I have two teenage sons that create and mix their own music, producing near professional results. This used to be the domain of experts with lots of expensive equipment and a sound studio. But these guys can do it with a keyboard, a PC, and a couple hundred dollars worth of software. And diversification happens in almost every aspect of life. When I was a kid there were three little league sports we could play: football, basketball, and baseball. Today my kids are assailed with seemingly endless sports possibilities.
We value shared experience. It’s how we relate to other people. We talk with each other about our common points of interest. These make up the points that connect us with others in our human relations. There used to be far fewer common contact points. The newspaper and the evening news were among those. With ever broadening choices, we have far more potential contact points. As the average American tries to sample an increasing number of these points, they have less time for depth in any one of them.

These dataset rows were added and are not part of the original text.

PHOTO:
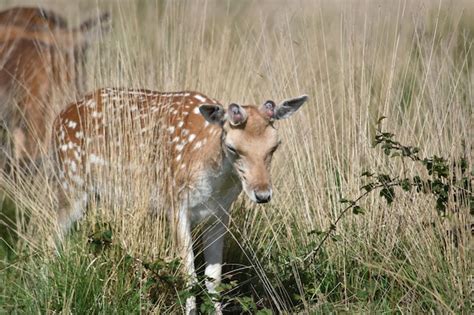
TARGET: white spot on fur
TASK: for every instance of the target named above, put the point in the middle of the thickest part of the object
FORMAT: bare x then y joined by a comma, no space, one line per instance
72,124
94,159
91,103
200,98
198,145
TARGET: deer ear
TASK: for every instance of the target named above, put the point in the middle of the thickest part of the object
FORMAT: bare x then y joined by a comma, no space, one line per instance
214,114
237,115
289,107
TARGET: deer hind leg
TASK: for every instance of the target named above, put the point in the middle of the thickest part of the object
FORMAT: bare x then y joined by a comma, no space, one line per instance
185,243
71,206
213,242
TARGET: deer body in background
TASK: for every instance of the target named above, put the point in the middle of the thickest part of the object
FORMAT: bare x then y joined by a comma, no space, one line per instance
214,154
39,58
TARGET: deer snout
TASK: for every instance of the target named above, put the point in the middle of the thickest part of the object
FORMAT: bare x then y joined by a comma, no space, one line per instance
263,196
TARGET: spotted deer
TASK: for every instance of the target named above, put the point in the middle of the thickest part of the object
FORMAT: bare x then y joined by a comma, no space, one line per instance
215,152
40,56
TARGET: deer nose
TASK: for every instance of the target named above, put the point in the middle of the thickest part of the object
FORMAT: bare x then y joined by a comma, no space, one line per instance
263,196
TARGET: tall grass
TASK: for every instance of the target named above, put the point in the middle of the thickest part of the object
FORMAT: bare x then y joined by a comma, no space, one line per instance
411,61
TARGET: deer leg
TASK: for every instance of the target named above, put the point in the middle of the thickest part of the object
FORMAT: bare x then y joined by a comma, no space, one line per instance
186,247
213,241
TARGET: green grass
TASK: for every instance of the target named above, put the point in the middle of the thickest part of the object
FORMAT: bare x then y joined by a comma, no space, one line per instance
357,61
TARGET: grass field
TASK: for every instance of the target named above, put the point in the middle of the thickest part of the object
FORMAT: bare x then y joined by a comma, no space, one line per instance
410,61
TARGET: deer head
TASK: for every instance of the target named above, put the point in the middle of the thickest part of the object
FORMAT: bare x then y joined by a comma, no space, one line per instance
249,140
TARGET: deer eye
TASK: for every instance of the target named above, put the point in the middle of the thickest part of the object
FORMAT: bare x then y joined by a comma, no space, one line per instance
231,149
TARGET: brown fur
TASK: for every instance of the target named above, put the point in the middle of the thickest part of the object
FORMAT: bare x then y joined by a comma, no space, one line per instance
39,56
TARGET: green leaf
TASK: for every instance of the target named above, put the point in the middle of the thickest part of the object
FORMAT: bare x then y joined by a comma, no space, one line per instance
358,210
405,184
368,187
367,174
388,193
344,200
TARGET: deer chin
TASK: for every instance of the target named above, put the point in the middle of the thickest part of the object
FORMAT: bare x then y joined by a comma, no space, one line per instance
257,196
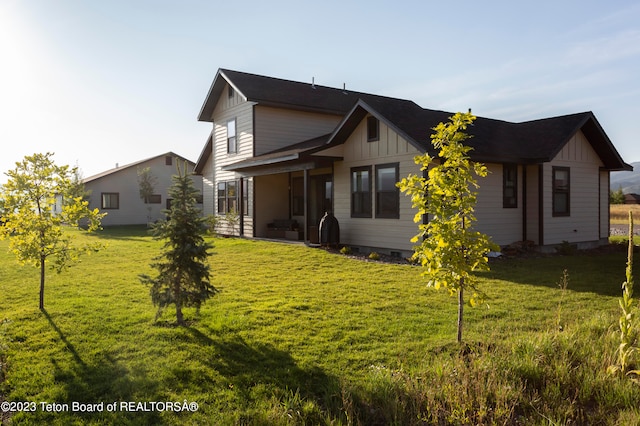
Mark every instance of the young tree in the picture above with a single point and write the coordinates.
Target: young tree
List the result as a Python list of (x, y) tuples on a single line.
[(34, 229), (449, 249), (183, 271)]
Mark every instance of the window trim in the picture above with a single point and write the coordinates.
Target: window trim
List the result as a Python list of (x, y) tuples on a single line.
[(367, 207), (232, 140), (556, 190), (373, 129), (110, 194), (509, 202), (396, 213)]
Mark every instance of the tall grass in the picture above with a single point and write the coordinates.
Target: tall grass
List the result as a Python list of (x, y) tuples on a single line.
[(303, 336)]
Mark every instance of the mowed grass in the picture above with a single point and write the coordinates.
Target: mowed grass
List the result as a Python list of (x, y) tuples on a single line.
[(619, 213), (302, 336)]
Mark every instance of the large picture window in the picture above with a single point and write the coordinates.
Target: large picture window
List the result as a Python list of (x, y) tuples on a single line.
[(361, 191), (561, 191), (387, 193), (509, 186), (110, 200)]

The news industry is part of this. Busy Americans today catch a few news snippets here and there. They peruse a few headlines and look for something that they think might apply to them. News is almost always obtained more quickly from sources other than the newspaper. But depth sometimes suffers. Americans seem willing to live with this.

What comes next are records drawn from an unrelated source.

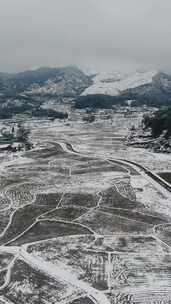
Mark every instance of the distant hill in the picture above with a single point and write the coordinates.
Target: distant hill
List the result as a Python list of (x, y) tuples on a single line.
[(27, 92)]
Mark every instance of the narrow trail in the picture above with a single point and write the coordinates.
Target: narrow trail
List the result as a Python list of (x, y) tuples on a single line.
[(59, 272)]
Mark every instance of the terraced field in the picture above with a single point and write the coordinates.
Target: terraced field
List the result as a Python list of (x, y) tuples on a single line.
[(80, 224)]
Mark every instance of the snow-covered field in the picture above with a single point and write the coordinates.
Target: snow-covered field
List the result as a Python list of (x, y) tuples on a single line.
[(81, 225)]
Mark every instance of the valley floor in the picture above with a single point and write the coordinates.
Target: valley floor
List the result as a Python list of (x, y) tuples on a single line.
[(82, 220)]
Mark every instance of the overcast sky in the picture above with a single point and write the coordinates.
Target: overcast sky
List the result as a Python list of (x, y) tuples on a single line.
[(101, 34)]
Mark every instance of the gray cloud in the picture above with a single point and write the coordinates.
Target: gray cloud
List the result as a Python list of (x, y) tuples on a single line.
[(96, 33)]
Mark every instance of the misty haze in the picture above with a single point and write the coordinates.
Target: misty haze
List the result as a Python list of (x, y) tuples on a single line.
[(85, 152)]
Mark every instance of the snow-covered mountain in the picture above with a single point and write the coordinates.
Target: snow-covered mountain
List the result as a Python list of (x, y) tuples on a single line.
[(113, 83)]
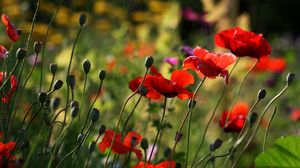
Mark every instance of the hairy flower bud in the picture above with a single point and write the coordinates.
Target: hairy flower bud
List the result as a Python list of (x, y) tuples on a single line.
[(21, 53), (290, 78), (261, 94), (95, 115), (82, 19), (102, 74), (86, 65), (58, 84), (53, 68), (37, 47), (149, 61)]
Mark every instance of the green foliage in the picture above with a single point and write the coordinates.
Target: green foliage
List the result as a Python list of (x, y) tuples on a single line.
[(285, 153)]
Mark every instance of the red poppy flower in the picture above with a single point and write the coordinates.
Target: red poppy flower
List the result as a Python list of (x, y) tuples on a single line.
[(295, 115), (209, 64), (236, 118), (5, 150), (128, 145), (11, 31), (267, 64), (3, 52), (157, 85), (164, 164), (243, 43), (13, 87)]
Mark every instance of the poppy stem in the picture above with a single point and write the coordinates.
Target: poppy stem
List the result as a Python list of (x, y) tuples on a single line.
[(45, 41), (121, 114), (159, 129), (189, 112), (267, 129), (259, 121)]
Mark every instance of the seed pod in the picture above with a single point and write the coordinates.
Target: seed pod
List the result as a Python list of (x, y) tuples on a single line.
[(37, 47), (53, 68), (102, 74), (21, 53), (95, 115), (58, 84), (261, 94), (290, 78), (82, 19), (149, 61), (86, 65)]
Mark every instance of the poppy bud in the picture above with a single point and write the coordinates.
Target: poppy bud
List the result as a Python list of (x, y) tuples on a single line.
[(95, 115), (253, 118), (143, 90), (74, 112), (144, 144), (102, 129), (58, 84), (261, 94), (21, 53), (191, 104), (74, 103), (80, 138), (148, 61), (216, 145), (102, 74), (37, 47), (92, 146), (42, 97), (290, 78), (71, 81), (53, 68), (55, 103), (86, 65), (82, 19), (178, 136)]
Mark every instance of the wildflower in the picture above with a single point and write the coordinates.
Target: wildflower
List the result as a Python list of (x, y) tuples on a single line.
[(267, 64), (236, 118), (3, 52), (13, 87), (164, 164), (11, 31), (295, 115), (128, 145), (209, 64), (243, 43), (171, 60), (157, 85)]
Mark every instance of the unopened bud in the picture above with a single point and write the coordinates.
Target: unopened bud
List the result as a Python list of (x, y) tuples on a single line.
[(58, 84), (191, 104), (102, 74), (102, 129), (149, 61), (290, 78), (95, 115), (21, 53), (92, 146), (42, 97), (71, 81), (261, 94), (53, 68), (86, 65), (144, 144), (82, 19), (74, 112), (37, 47)]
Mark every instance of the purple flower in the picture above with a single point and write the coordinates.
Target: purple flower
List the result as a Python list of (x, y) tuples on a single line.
[(187, 50), (171, 60)]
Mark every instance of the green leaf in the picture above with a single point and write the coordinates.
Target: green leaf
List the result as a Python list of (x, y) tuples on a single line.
[(285, 153)]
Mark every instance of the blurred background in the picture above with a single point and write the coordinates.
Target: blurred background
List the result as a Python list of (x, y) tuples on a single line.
[(119, 34)]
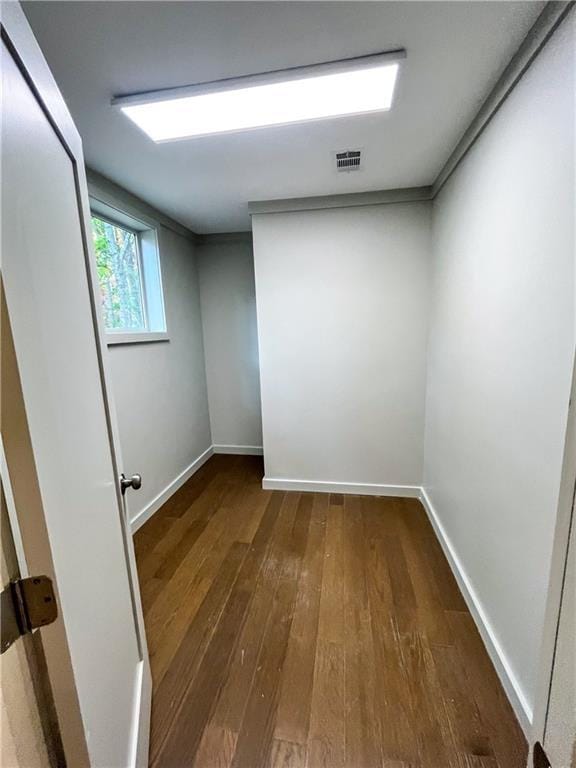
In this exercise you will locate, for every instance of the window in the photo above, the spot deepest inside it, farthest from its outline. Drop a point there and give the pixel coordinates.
(129, 277)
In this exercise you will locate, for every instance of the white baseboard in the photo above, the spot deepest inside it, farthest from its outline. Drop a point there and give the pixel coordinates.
(507, 677)
(323, 486)
(154, 505)
(244, 450)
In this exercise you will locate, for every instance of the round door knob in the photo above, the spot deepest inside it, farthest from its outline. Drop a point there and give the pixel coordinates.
(134, 482)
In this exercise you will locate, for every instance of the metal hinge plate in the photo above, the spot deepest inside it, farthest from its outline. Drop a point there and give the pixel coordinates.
(25, 604)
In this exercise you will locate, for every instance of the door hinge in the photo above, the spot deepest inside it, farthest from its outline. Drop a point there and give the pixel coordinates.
(540, 757)
(25, 604)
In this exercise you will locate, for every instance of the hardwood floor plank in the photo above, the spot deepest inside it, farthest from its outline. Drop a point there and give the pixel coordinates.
(362, 729)
(286, 754)
(257, 729)
(298, 672)
(327, 739)
(509, 743)
(232, 702)
(217, 748)
(315, 630)
(184, 665)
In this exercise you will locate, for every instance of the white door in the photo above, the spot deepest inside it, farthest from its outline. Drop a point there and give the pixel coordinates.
(560, 728)
(47, 273)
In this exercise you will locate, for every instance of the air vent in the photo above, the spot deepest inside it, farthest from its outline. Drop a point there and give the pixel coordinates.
(348, 160)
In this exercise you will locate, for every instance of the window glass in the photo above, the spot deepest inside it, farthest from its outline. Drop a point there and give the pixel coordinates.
(119, 274)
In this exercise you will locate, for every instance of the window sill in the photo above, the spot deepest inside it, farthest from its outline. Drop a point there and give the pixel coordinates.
(135, 338)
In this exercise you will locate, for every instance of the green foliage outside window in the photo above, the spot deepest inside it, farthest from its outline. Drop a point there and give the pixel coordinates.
(119, 275)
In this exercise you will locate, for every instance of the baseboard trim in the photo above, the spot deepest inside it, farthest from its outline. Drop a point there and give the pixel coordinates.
(322, 486)
(154, 505)
(507, 677)
(242, 450)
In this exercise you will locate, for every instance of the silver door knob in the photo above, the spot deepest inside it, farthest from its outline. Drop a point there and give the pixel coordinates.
(134, 482)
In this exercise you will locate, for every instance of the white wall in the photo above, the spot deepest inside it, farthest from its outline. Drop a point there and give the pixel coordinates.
(342, 299)
(160, 388)
(226, 269)
(501, 347)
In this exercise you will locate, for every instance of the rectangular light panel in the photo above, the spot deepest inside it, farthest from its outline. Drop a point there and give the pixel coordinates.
(243, 107)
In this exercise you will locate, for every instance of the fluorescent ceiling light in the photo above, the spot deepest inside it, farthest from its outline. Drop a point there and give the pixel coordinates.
(353, 87)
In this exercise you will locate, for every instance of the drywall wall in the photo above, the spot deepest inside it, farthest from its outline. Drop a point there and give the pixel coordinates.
(342, 301)
(500, 359)
(159, 389)
(226, 270)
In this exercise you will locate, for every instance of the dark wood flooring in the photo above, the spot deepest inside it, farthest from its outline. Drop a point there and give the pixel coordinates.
(294, 630)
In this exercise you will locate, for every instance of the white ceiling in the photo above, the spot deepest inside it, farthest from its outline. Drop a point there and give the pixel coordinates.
(96, 50)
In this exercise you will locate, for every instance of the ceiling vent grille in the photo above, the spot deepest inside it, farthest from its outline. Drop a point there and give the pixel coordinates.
(348, 160)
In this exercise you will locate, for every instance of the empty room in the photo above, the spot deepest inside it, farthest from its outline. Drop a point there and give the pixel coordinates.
(287, 336)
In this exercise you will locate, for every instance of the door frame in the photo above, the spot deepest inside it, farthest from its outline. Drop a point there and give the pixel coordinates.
(17, 35)
(565, 519)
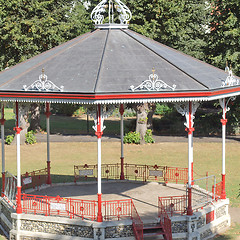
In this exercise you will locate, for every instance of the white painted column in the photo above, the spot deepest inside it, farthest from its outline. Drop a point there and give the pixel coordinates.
(18, 130)
(99, 132)
(48, 114)
(121, 110)
(223, 104)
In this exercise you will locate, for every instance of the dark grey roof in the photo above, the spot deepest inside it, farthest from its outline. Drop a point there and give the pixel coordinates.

Both Webb and Rattner seem quite nostalgic about traditional newspapers. Unlike these two, I see nothing particularly special about newsprint media. The basic purpose of news can be achieved through other media, even if its format differs. The nostalgic types see the differences in method and delivery as deficiencies, when in fact, they are merely trade-offs that are the common lot of any technological or cultural shift.
I strongly disagree with Rattner’s proposed solution. He seems intent on saving the newspaper industry for the good of society. After exploring the possibilities of privatizing and appealing to philanthropy, he finally floats the trial balloon of shifting to a publicly funded model. He cites the New York subways as a necessary and successful example of this.

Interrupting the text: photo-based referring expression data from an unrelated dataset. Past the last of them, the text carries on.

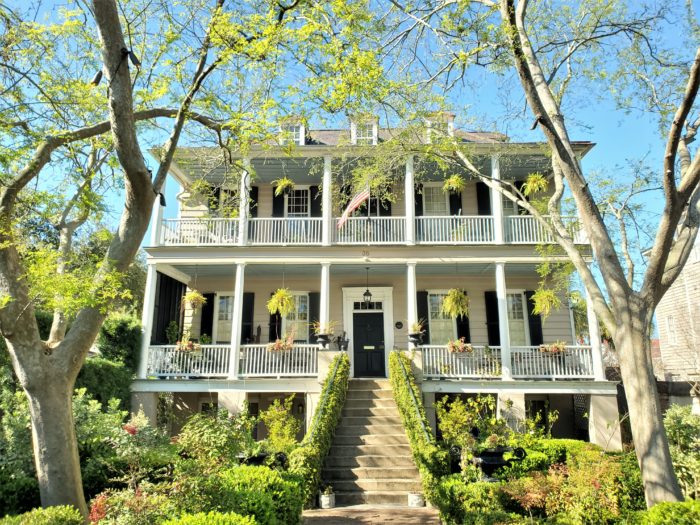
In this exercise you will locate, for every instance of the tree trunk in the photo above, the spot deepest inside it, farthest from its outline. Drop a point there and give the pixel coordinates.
(55, 445)
(632, 339)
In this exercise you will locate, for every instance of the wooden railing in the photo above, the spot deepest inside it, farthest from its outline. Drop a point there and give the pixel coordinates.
(258, 361)
(168, 361)
(482, 362)
(204, 231)
(288, 230)
(529, 362)
(456, 229)
(372, 230)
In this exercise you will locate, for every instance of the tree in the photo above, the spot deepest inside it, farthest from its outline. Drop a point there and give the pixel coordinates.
(550, 46)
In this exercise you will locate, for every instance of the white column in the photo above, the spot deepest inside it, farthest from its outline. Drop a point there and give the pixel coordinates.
(411, 307)
(149, 300)
(503, 330)
(244, 205)
(236, 321)
(324, 309)
(409, 198)
(326, 204)
(596, 347)
(497, 202)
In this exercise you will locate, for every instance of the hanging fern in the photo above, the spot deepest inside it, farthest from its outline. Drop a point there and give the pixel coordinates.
(282, 301)
(455, 304)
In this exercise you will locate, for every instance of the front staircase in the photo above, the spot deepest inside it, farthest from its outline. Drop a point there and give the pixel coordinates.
(370, 460)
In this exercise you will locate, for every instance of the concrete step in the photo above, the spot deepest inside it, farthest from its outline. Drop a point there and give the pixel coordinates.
(370, 450)
(362, 430)
(371, 498)
(377, 485)
(369, 461)
(344, 473)
(372, 439)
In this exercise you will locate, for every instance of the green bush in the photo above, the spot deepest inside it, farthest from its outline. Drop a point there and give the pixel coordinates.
(212, 518)
(105, 379)
(307, 460)
(120, 339)
(47, 516)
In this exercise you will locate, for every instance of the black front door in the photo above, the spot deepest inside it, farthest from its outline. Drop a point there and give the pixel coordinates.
(368, 344)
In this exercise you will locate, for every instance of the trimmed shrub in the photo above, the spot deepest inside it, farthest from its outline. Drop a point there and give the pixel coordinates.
(47, 516)
(307, 460)
(212, 518)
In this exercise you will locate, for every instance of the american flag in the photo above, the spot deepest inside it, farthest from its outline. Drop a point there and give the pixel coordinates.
(355, 203)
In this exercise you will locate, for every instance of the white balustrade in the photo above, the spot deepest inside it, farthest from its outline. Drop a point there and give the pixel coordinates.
(530, 362)
(258, 361)
(482, 362)
(200, 231)
(168, 361)
(372, 230)
(288, 230)
(455, 229)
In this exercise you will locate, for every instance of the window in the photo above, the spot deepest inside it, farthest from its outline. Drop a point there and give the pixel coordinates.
(442, 327)
(298, 321)
(435, 201)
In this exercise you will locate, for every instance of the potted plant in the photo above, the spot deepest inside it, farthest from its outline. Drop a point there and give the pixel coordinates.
(455, 304)
(327, 497)
(283, 186)
(454, 184)
(416, 331)
(281, 301)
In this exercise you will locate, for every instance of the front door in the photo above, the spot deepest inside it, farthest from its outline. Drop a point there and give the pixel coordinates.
(368, 344)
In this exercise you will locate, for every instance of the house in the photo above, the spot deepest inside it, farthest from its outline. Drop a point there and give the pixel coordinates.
(389, 266)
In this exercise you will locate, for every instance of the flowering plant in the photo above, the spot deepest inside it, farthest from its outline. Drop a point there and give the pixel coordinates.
(459, 346)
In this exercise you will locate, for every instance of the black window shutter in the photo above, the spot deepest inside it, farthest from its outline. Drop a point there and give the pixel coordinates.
(463, 328)
(315, 202)
(277, 204)
(423, 315)
(419, 201)
(314, 313)
(483, 199)
(534, 320)
(253, 201)
(455, 203)
(492, 328)
(247, 318)
(206, 324)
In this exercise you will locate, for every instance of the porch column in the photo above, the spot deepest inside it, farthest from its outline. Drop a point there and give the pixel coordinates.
(236, 321)
(244, 205)
(497, 203)
(149, 301)
(409, 196)
(326, 204)
(411, 307)
(596, 347)
(507, 373)
(324, 309)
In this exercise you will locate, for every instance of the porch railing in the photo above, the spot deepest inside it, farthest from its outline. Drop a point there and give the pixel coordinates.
(288, 230)
(300, 361)
(458, 229)
(201, 231)
(372, 230)
(529, 362)
(483, 362)
(168, 361)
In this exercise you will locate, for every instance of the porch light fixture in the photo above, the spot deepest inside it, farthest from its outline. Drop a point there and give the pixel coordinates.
(367, 296)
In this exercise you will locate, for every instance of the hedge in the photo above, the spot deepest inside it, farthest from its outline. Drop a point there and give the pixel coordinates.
(47, 516)
(431, 460)
(307, 460)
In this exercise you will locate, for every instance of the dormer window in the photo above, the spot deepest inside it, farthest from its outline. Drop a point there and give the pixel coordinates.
(364, 132)
(292, 133)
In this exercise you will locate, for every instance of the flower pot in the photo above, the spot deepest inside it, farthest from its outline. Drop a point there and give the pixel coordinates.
(327, 501)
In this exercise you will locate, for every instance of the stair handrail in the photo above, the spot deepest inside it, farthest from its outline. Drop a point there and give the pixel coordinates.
(416, 407)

For one thing, I am afraid that I do not see newspapers quite in the same light as public transit. For another, I’m not sure that creating an American version of Pravda would be a model of enlightenment and success. Having a print version of NPR — that paragon of publicly funded objectivity (note: sarcasm) — would hardly result in a product that would increase readership, unless we also have bands of brown shirts that run around making everyone read it. I simply cannot generate any excitement for putting government bureaucrats in charge of newspapers.
The fact is that the basic rules of Econ 101 apply here. Demand will ultimately determine supply. Government intervention to support the waning buggy whip industry, regardless of how wonderful it might seem in the eyes of some, is ultimately going to fail and cause all kinds of market mischief along the way. Memo to newspaper companies: Your heyday is over. Get used to the idea. Morph to meet the changing market or dry up and blow away. It’s harsh, but it’s that simple, folks.